Politics & Policy

Conservatives Should Be Wary of Andrew Cuomo’s Anti-BDS Proclamation

New York governor Andrew Cuomo (Brendan McDermid/Reuters)
Using government power to chill speech is nothing to applaud.

The Boycott, Divestment, and Sanctions movement will be familiar to anyone politically active on a college campus. Spearheaded by anti-Zionist activists, the movement aims to boycott, divest from, and sanction Israeli goods and businesses as a retaliation for Israel’s occupation of the West Bank. The movement’s national prominence was escalated significantly on Sunday, when Governor Andrew Cuomo announced that the state of New York would no longer do business with firms that allied themselves with the BDS movement. Cuomo advertised the announcement, and the executive order enacting it, as a show of solidarity with Israel: “If you boycott Israel, New York will boycott you. . . . If you sanction Israel, New York will sanction you, period.”

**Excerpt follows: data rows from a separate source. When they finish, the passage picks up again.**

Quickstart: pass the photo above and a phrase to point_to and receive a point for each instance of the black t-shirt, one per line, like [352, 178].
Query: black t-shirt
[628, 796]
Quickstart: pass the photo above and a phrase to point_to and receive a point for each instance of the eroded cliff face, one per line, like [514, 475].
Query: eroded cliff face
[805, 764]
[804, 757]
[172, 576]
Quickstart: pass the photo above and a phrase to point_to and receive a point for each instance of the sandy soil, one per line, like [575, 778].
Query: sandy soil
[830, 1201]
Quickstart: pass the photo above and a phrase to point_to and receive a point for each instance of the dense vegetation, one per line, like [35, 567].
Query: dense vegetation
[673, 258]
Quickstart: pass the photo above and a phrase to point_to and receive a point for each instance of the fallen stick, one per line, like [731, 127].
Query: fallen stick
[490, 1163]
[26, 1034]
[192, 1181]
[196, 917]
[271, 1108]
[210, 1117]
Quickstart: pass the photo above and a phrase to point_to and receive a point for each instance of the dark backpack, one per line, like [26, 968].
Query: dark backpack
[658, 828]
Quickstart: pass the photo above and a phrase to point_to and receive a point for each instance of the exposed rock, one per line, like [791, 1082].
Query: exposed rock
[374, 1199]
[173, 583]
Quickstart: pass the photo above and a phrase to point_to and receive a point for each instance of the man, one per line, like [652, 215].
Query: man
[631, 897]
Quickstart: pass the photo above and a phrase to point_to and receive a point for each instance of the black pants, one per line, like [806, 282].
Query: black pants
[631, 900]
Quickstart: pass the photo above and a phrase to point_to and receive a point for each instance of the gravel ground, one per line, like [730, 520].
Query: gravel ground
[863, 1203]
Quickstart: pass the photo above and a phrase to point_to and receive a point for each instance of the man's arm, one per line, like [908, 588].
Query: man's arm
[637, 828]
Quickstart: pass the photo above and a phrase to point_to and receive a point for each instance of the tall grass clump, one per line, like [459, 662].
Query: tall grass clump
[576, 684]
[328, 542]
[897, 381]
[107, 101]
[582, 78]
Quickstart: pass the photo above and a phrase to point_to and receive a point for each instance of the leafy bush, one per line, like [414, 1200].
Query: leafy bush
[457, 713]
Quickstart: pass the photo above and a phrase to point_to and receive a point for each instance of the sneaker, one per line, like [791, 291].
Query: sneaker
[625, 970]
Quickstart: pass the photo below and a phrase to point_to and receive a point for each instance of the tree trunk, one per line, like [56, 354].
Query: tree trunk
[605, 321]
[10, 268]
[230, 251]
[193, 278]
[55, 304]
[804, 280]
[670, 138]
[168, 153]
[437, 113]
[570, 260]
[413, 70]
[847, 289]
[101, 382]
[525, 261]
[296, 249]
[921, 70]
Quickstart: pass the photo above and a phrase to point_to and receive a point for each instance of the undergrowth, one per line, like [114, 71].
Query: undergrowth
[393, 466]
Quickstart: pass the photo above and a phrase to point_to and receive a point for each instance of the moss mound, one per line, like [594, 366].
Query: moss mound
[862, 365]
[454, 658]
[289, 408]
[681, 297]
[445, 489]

But Cuomo’s executive order in fact treads on thorny ground. Conservatives have often criticized left-wingers for boycotting Chick-fil-A in the wake of the company’s donations to anti-same-sex marriage groups and comments made by its CEO. In some places, politicians tried to throw state power behind these boycotts — in Boston and Chicago, bans on the fast-food chain were proposed, and the mayor of San Francisco, where the chain had no outposts, “strongly recommend[ed] they not try to come any closer,” saying that the chain was opposed to San Francisco’s “values.” Not to mention, of course, the many efforts at universities across the country to kick Chick-fil-A off their campuses. Those efforts, conservatives argued, represented an affront to free expression. And maybe more. In a post at the Volokh Conspiracy, UCLA law professor Eugene Volokh argued that any government attempt to deny Chick-fil-A a permit based on the views of its owner would be a “blatant First Amendment violation.”

The same logic, it would seem, applies to the BDS situation: By refusing to do business with firms affiliated with BDS, Cuomo is abridging the same freedom of expression that was abridged by the Chick-fil-A boycotts. Whether Cuomo’s actions constitute an actual First Amendment violation — as opposed to the violation of a broader principle of social norms — is debatable, given that the state government is under no obligation to contract with anyone in the first place. Either way, the move certainly threatens freedom of conscience. That should give us pause, regardless of whether or not one agrees with Cuomo on the underlying political question. Going forward, businesses will be denied government contracts solely on the basis of their affiliations with groups who advocate for a position Cuomo doesn’t like. Moreover, the burden of proof will be on businesses placed on a provisional list to prove that they aren’t affiliated with BDS organizations, not on the state to prove that they are. (And it’s not often that both Reason and Salon, the former of which described the order as “brazenly autocratic,” are unhappy with the same thing.) Is that a precedent we wish to set?

Cuomo is a governor with what might be described as a particularly imperial streak.

One might have other qualms about Cuomo’s executive order. Cuomo is a governor with what might be described as a particularly imperial streak, one who appears to tolerate only one ideological line. He did, after all, remark that the executive order was a good way to circumvent a “tedious” legislative process. This is the man who, in 2014, said that “extreme conservatives who are right-to-life, pro-assault-weapon, anti-gay” have “no place in the state of New York, because that’s not who New Yorkers are.” Earlier this year, he banned non-essential state travel to North Carolina and Mississippi over laws that allegedly discriminated against LGBT people. Cuomo’s executive order fits a trend, one with a clear and persistent message — get in line, or we will use the full force of state government to twist your arm into doing so. It is a mode of operation fully familiar to Democratic governors in the Northeast — Connecticut’s Dannel Malloy also rushed to ban travel to states whose LGBT policies he disagrees with. (Malloy has also, perhaps not incidentally, been criticized by Democrats and Republicans alike for often acting in a kingly manner.)

Those measures were popular among liberals, but the anti-BDS executive order is likely not to be — the anti-Israel lobby often overlaps with the pro-LGBT one. The executive order, then, might serve as a reminder that, once certain powers and the tools to implement them are granted to the people in charge, those tools can be used in whichever way they want. The same person might ban state travel to supposedly anti-LGBT states and might ban the state of New York from doing business with companies that are ideologically aligned with the BDS movement. If there were ever a case for restraint, for restricting the powers granted to government lest they be used for the wrong purposes, this is it.